Contrairement au baseball, au basket-ball ou à la boxe, le football n’a jamais été reconnu comme un domaine majeur de réussite juive aux États-Unis. Cela est peut-être dû au manque historique de statut du football dans le pays. Malgré l’excellence de Yael Averbuch West pour l’USWNT et d’un certain nombre de joueurs juifs pour l’USMNT, dont Jonathan Bornstein, Benny Feilhaber, Dan Calichman, DeAndre Yedlin, Kyle Beckerman et le non-conformiste Yari Alnutt, il n’y a pas eu d’équivalents footballistiques à Sandy Koufax ou Hank Greenberg.

Le fidèle défenseur Jeff « Goose » Agoos s’en rapproche le plus avec 134 apparitions internationales et six autres pour l’équipe olympique américaine de football.
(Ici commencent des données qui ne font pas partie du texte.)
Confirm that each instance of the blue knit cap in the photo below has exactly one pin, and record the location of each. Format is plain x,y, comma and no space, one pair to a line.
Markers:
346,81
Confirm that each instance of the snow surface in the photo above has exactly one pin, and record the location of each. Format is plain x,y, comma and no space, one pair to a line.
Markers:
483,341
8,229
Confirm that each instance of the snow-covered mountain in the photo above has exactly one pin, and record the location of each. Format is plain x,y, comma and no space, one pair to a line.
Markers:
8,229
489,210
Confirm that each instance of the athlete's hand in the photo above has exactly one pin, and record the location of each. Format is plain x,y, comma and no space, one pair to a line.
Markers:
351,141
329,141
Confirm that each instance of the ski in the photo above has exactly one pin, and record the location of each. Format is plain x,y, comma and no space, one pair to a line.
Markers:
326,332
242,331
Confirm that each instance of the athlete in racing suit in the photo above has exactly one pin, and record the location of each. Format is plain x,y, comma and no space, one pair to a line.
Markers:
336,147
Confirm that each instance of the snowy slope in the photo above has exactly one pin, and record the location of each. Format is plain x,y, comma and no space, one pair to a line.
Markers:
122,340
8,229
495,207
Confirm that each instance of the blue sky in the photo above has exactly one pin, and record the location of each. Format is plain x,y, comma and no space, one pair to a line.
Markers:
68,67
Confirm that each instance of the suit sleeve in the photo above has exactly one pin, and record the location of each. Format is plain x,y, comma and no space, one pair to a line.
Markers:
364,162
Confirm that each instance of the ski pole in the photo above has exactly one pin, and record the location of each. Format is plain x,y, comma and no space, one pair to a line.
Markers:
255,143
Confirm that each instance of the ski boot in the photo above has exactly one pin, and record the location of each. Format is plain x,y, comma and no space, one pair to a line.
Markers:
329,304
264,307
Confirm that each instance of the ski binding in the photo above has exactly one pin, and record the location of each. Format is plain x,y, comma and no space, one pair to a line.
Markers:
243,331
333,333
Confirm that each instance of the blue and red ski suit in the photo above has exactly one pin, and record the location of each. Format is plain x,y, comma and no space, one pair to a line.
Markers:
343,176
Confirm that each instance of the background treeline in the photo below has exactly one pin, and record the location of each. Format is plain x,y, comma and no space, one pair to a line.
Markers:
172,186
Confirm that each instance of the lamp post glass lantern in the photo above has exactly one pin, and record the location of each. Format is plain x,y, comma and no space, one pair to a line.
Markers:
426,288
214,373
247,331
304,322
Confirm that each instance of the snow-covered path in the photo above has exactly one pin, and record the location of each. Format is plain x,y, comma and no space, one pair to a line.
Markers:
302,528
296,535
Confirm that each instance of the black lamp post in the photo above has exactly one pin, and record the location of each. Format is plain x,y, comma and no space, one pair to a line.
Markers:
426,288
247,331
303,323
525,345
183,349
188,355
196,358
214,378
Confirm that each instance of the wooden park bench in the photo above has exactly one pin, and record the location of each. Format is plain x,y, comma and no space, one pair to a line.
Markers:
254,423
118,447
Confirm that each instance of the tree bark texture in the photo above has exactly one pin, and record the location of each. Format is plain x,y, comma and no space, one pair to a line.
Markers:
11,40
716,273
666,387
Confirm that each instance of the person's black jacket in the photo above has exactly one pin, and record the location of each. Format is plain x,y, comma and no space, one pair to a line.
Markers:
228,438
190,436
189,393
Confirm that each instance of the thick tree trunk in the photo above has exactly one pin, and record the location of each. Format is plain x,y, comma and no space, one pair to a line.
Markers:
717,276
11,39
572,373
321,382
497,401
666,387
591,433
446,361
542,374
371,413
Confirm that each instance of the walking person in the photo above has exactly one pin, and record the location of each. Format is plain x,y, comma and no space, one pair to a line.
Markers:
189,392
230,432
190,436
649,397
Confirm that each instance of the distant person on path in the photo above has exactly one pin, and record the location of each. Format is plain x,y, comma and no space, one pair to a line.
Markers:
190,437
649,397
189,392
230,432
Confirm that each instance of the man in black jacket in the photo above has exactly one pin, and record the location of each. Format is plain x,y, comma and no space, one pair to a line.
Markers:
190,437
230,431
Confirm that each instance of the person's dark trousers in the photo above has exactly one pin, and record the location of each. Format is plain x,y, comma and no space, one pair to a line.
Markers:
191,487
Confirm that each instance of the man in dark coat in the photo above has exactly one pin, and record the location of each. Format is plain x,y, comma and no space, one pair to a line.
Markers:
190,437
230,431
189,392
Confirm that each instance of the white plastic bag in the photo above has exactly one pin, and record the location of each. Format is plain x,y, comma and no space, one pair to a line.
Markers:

Mais jouant avec un USMNT médiocre, il a vécu quelques moments légendaires. En fait, aucun moment professionnel n'a sans doute éclipsé l'histoire bizarre de sa bague de championnat de la NCAA en 1989 au cours de son année junior, la saison où il a joué dans les Maccabiah. Le 3 décembre de la même année, son équipe Virginia Cavalier (jouant pour le futur entraîneur de l'USMNT, Bruce Arena) a rencontré l'équipe de Santa Clara, la mieux classée et invaincue, dans un stade glacial de Piscataway, dans le New Jersey. Les équipes étaient toujours à égalité 1-1 après QUATRE prolongations et, sans pénalités prévues, elles ont partagé le butin. C'était la troisième fois que deux équipes partageaient le championnat et cela ne s'est plus jamais reproduit.

L'équipe de l'USMNT de cette année comprend le seul joueur juif présent au tournoi de cet été : le gardien de réserve Matt Turner. Si, comme le prévoit l'entraîneur Mauricio Pochettino, Turner réchauffe exclusivement le banc, il prendra sa place aux côtés de nombreuses personnalités juives américaines du football qui ont fait progresser le jeu, même si elles ne sont pas sur le terrain.